Why do you need a Conclusion?
- Essays need endings. Including a conclusion shows the reader you understand the proper structure for the SAT essay and have implemented it successfully.
How do you create a conclusion?
- Think of your essay as if it were a circle. You started at one point and now (in the conclusion) you need to bring everything back around again to complete the loop.
Techniques a student can use to craft a strong conclusion.
- Restate and re-affirm your position.
- Offer a solution to a problem.
- Make a recommendation for a course of action.
- Summarize your major points.
- Restate your thesis.
- In conclusion, teenage drivers are dangerous after dark and should be prohibited from taking the wheel at night. Too many pieces of evidence demonstrate that their general recklessness presents real peril after the sun has set. Stopping them from taking the road doesn’t just protect them, it protects all of us.
- Of all the crazy laws in our country, the one that says an eighteen year old can die for the American flag but not have a beer in a bar before doing so is the dumbest. Sure, people can argue about how the drinking age being set at twenty-one has some advantages but all in all, if I were thinking about serving my country, I’d find it ridiculous that Uncle Sam will permit me to shoot a man before sharing a glass of wine with him.
Keep in mind…
- The conclusion is the final say.
- The purpose of the conclusion is to hammer home an idea and make a point.
- This is no time for wishy-washy language nor unclear positions. Take a side and assert your belief. Strength counts.
DO’s for the conclusion…
- Tie up the major points of the essay.
- Use strong, forceful language that MAKES A POINT.

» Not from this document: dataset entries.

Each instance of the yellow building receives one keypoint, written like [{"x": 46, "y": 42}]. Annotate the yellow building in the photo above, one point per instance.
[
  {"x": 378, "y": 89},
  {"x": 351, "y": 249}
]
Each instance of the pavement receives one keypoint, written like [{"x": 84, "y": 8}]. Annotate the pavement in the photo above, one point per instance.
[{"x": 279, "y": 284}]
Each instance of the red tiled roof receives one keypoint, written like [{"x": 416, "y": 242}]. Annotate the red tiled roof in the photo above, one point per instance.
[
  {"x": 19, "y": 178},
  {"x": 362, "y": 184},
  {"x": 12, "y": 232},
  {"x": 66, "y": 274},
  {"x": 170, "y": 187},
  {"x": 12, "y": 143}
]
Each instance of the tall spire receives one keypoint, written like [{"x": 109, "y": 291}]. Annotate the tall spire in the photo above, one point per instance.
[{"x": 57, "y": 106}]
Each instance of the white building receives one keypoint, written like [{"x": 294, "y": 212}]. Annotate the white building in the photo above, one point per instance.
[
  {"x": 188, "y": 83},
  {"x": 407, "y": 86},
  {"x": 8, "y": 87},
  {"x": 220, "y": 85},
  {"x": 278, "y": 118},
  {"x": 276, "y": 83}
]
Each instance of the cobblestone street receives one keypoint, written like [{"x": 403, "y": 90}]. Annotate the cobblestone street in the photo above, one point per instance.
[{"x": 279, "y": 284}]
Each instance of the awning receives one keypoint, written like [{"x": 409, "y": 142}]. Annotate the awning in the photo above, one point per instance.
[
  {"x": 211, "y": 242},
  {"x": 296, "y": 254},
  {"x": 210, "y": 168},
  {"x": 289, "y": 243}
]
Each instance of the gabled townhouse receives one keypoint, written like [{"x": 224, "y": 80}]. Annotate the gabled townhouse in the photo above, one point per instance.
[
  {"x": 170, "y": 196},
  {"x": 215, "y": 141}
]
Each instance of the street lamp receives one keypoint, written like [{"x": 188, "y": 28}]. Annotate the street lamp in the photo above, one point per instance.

- Give the reader a sense that the essay is completely finished.
- Hammer home an idea and let the reader know precisely the position the author of the essay has taken on the subject matter being discussed.
- Draw a direct line to the thesis statement.
DON’T’s for the conclusion…
- Start talking about new points and side issues that haven’t been mentioned in the essay prior to this paragraph.
- Give the reader a sense that the essay might go on and may not be finished with yet.
- Use weak, soft language that doesn’t really make a point about anything in particular.
- Doesn’t leave an impression that the author of the essay has any particular belief about the subject matter being discussed.
- Draws no connection to the thesis statement.
- Conclusions can be short (after all, this is a timed test and it might just come down to the last few nitty-gritty moments) but short conclusions can be effective.
- Not writing a conclusion, however, is ineffective and will lower your score.